When 2007 came around, so did the 4th Mercurial Vapor from Nike. It’s predecessor, the Vapor III, was headlined by a certain Ronaldo from Brazil. The IV (4) was headlined by a certain Ronaldo from Portugal.
You think back to Cristiano Ronaldo’s time at Manchester United and will fondly remember these being on feet. In the wide array of all the colourways, this Citron one will probably stand out as the most memorable to all of us. Particularly here in Australia, where this colourway was the most commercially pushed at the time.
Competing against the F50.7/.8 TUNiT series from adidas, the Vapor IV truly began the whole ‘you’ll be faster!’ marketing strategy. Grams began to become the talk of the town, as the boots weight at 230g was touted around a lot. Remember the following advert? Ronaldo was teed up against a Bugatti Veyron, which was at the time the fastest car in the world, and beat it a short race. Believable, right?
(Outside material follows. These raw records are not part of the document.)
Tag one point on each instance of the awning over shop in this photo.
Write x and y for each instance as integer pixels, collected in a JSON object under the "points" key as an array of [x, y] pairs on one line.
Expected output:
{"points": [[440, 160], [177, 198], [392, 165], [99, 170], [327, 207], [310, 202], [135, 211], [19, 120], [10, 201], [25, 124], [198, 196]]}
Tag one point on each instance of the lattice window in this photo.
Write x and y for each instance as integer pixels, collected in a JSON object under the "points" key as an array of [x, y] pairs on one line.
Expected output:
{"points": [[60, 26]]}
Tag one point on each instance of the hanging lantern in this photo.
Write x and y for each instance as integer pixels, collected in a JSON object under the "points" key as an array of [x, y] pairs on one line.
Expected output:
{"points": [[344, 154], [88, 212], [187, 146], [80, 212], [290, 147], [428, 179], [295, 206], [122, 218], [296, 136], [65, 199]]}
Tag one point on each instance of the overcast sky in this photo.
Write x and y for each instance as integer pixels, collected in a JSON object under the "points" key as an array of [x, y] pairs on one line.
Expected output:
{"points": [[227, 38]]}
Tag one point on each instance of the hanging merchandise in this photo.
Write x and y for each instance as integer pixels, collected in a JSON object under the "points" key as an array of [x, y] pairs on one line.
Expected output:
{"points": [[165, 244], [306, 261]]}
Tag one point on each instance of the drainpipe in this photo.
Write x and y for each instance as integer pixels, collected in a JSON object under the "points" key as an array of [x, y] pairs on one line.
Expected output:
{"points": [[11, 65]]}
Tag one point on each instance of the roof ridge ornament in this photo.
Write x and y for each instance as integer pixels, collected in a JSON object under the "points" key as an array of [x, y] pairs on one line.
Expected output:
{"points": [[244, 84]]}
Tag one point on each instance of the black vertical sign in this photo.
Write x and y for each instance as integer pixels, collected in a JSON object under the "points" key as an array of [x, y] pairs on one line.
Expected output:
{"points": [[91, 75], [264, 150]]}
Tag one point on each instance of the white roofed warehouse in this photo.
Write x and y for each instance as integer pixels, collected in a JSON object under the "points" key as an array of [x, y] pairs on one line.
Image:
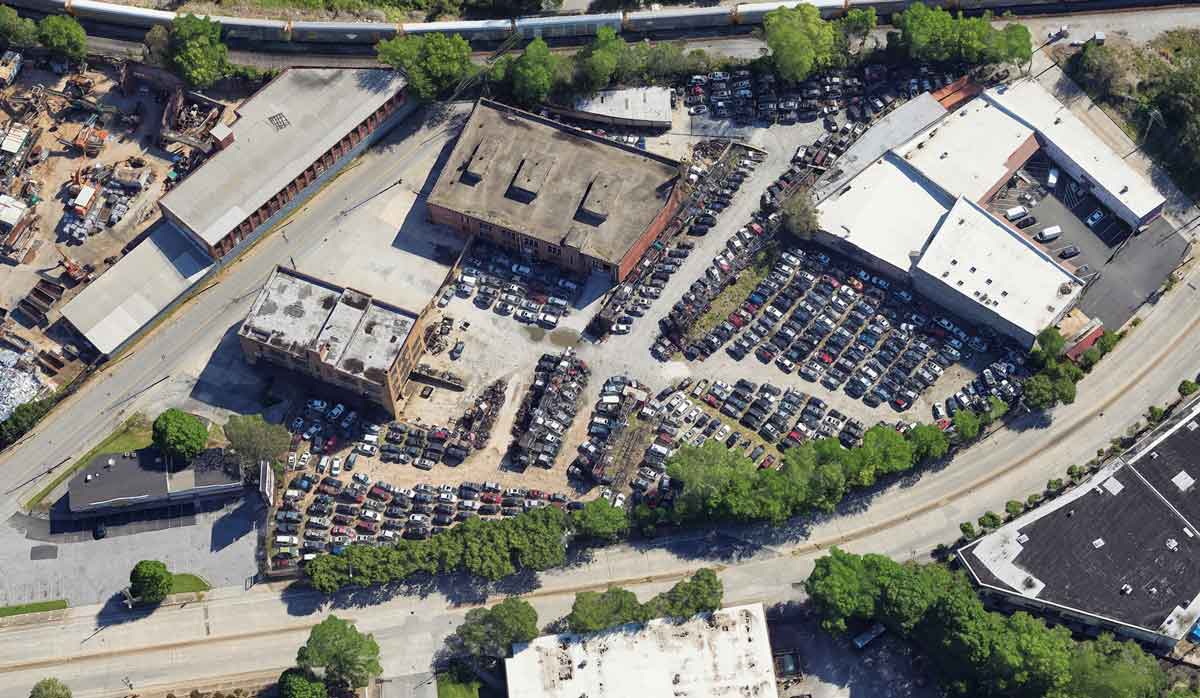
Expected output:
{"points": [[712, 655], [305, 122]]}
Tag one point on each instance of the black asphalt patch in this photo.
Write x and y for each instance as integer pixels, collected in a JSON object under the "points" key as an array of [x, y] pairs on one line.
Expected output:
{"points": [[43, 553]]}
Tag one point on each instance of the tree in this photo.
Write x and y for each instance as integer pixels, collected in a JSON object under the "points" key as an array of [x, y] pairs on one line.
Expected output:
{"points": [[300, 684], [63, 35], [196, 49], [179, 434], [49, 689], [598, 62], [347, 656], [1099, 67], [859, 22], [990, 519], [967, 425], [255, 439], [799, 41], [1051, 342], [491, 632], [533, 73], [1039, 392], [594, 612], [156, 47], [150, 581], [801, 216], [16, 30], [928, 443], [930, 35], [600, 521], [433, 64]]}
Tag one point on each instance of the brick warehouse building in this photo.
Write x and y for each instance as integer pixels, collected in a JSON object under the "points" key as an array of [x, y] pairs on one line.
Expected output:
{"points": [[553, 192], [283, 139], [335, 335]]}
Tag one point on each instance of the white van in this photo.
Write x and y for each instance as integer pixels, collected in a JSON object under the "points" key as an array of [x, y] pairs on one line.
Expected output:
{"points": [[1017, 212], [1048, 234]]}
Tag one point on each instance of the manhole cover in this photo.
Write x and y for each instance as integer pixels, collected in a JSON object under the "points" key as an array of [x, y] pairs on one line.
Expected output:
{"points": [[43, 553]]}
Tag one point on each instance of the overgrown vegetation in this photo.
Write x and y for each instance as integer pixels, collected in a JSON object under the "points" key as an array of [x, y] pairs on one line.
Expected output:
{"points": [[973, 651], [1156, 90], [615, 607], [720, 483], [1055, 377], [490, 549]]}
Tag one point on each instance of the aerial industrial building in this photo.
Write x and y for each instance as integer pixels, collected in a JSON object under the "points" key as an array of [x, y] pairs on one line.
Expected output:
{"points": [[555, 193], [335, 335], [288, 139], [1116, 553], [915, 210], [726, 653]]}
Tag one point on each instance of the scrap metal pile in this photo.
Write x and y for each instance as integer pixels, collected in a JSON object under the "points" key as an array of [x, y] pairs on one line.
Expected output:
{"points": [[18, 384], [547, 410], [475, 425]]}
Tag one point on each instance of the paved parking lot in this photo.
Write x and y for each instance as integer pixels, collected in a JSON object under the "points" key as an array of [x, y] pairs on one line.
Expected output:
{"points": [[1122, 269], [219, 546]]}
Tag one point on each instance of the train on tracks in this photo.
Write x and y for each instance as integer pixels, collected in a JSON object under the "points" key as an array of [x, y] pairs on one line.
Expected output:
{"points": [[665, 22]]}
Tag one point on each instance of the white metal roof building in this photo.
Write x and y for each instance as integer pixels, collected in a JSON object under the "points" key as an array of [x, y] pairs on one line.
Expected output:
{"points": [[286, 131], [971, 151], [639, 107], [717, 655], [1079, 151], [131, 293], [990, 274], [885, 216]]}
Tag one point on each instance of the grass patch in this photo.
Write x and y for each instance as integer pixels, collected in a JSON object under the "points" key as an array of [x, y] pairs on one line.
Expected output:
{"points": [[36, 607], [132, 435], [187, 583], [459, 685], [732, 298]]}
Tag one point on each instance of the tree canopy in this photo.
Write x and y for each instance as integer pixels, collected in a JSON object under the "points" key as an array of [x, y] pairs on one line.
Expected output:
{"points": [[801, 42], [533, 73], [491, 632], [600, 521], [63, 35], [196, 49], [973, 651], [179, 434], [150, 581], [49, 689], [16, 30], [255, 439], [435, 64], [346, 655], [300, 684]]}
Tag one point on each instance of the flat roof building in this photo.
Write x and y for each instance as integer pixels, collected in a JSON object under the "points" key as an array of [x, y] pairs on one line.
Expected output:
{"points": [[1079, 151], [553, 192], [633, 107], [990, 274], [726, 653], [283, 139], [335, 335], [160, 270], [1119, 552], [139, 480]]}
You could just wonder how an advert like that would go down these days…
This boot was a piece of aesthetic art. The Mercurial Vapor IV featured a Tejin Microfibre synthetic with a thin lace cover. This was the first Mercurial to implement a lace cover, which was a big selling point in the hearts and minds of footballers around the world. It’s TPU injected heel-wrap with a glass-fibre construction provided some extra strength and stability, but mainly aided in boots aesthetics. These blitzed all other boots on the market at the time in terms of how brilliant they looked. It’s soleplate didn’t stray too far from the Vapor III, still sticking to a split sole and multi-directional bladed studs.
Now if you wore a pair of these, you would have also experienced the horrifying pain of blisters. No, the pink inserts were not ‘blister pods’, but rather ‘foam pods’ to help stabilise you and cradle your foot in place. However, the intended purpose was pointless, as whoever wore these certainly experienced some of the worst blistering any football boot could ever give. It even reached the point were some stores would ensure the customer that these boots they were about to purchase, will give them blisters, and they cannot return them for that reason. But they still sold like snags in bread at your local State League outfit's home match.
No matter how painful the break in period was, people still lapped up the Vapor IV. The boot was well bearable after breaking them in. They offered a fast-feel when playing, and gave the wearer a thin sensation on the ball. They were as good as synthetics could come at that time, and produced a wonderful playing experience. Back then, this was the boot that when wearing them, you HAD to perform. Defenders enjoyed crunching tackles on all who wore these, as it was still predominantly a sea of black boots on the pitch back them. How the times have changed…
The Mercurial Vapor IV paved the way for what the Mercurial is today. This was the boot that truly cemented the Mercurial as the fast, pacey boot, and further played into the silos iconic image. Through the use of their star studded line-up, including the magnificent CR7, the Mercurial very quickly rose to prominence and stayed there.